General characteristics
- Type: Steamship
- Length: 60 m (196 ft 10 in)
- Depth: 18 m (59 ft 1 in)

= SS Vidar =

Swedish cargo ship (1873–1875)

SS Vidar was a 1873-built, 60 m-long Swedish steamship. It was owned by shipping company Ang Fartyg and was registered in Gothenburg. On 20 September 1875 the ship was driven ashore and wrecked on Terschelling, the Netherlands. The crew members were rescued.

==Ship details==
The ship was built in 1873 and was owned by shipping company Ang Fartyg. She was 60 m long and had a width of 18 m. She had a compound steam engine and a 20 m iron propeller shaft.

==Fate==
From 12 September 1875 on voyage from Kronstadt, Russian Empire to Rotterdam with a cargo of breakbulk cargo and living sheep. On 20 September 1875 she was driven ashore near Vlieland, the Netherlands, and was assisted by a tugboat. As the grounding worsened, they started unloading the cargo. Due to the bad condition the crew needed to be rescued. The rescue operations was carried out by the mailship from Terschelling.

As of 22 September 1875, the cargo of 50 barges were unloaded and 25 barges were thrown overboard. Also a part of the rigging was saved. On 23 September the ship was under water and began to sink. The tugboat SS Magnet II returned. The next day the ship was in the sand and not much could be salvaged anymore.

===Auctions===
From 27 September 1875 public sales took place at Terschelling of parts of the wreck on 5 October and salvaged rye cargo on 27 September and 6 October. The total revenue of all sales were 9260 Guilder. The sales on 27 September of the damaged rye had a revenue of 420.80 Guilder on 5 October on parts of the ship 2410.65 Guilder and on 6 October of the rye 6428.55 Guilder. The wreck itself was sold for 65 Guilder to shipping commissioner Pieter Teunis Krul.

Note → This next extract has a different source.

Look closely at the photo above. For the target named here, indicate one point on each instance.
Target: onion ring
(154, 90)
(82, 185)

==20th-century wreck dives==
In 1989 the wreck was rediscovered and found near the wreck of Anna Paulowna. She was identified by the Swedish telegraph bell. What was left was a little of the wreck, a compound steam engine and one boiler. Also an iron propeller shaft of 20 m with the iron propeller was still left. Other items remaining of the wreck were completely silted up.